In genetics and especially genetic engineering, deletion mapping is a technique used to find out the mutation sites within a gene. 

The principle of deletion mapping involves crossing a strain which has a point mutation in a gene, with multiple strains who each carry a deletion in a different region of the same gene. Wherever recombination occurs between the two strains to produce a wild-type (+) gene (regardless of frequency), the point mutation cannot lie within the region of the deletion. If recombination cannot produce any wild-type genes, then it is reasonable to conclude that the point mutation and deletion are found within the same stretch of DNA.

This example should demonstrate how the principle works:

Suppose you have a gene X, which in wild-type (+) form can be shown linearly like so:

5'-------------------------------------------------------------------------------------------------------------------3' gene X, +

Suppose a strain of organisms has a point mutation in the gene (now called gene X, – to denote that it is no longer wild-type):

5'----------------------------------------------------X--------------------------------------------------------------3' gene X, –

Now suppose you have two strains of organisms, each with deletions in gene X at different sites, called del-1 and del-2, respectively (the dotted line indicates the site of deletion):

5'-------------------(..............................................)------------------------------------------------3' del-1

5'------------------------------------------------------------(............................................)---------3' del-2

Because the point mutation lies within the deletion of del-1, there will be no wild-type (+) recombinants between the point mutant and the del-1 mutant. However, in a cross between the point mutant and the del-2 mutant, there could be a successful wild-type (+) recombinant produced.

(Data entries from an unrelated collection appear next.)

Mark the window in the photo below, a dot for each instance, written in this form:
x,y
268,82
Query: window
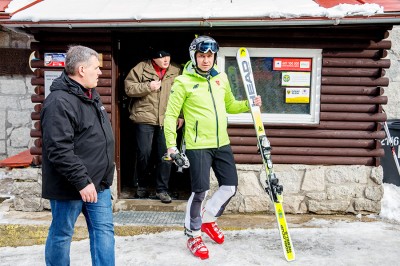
x,y
288,80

In genetic recombination, if a mutant allele in the donor is within the sequence corresponding to the region deleted in the recipient, then no (+) recombinants will be obtained (as in the cross with del-1). To repair a deletion by recombination, the donor must have wild-type DNA sequence in the region corresponding to the DNA deleted in the recipient (as in the cross against del-2). In other words, there is a feasible recombination possibility between the point mutant and del-2 in which a length of DNA could be made that contained neither the point mutation, nor the deletion, indicating that the mutations in these two strains cannot be in the same region.

Note that not all crossovers between the point mutant and del-2 will yield (+) recombinants; in this case only those crossover events that occur between the point mutant and the 5' end of the deletion would inherit the wild-type sequence.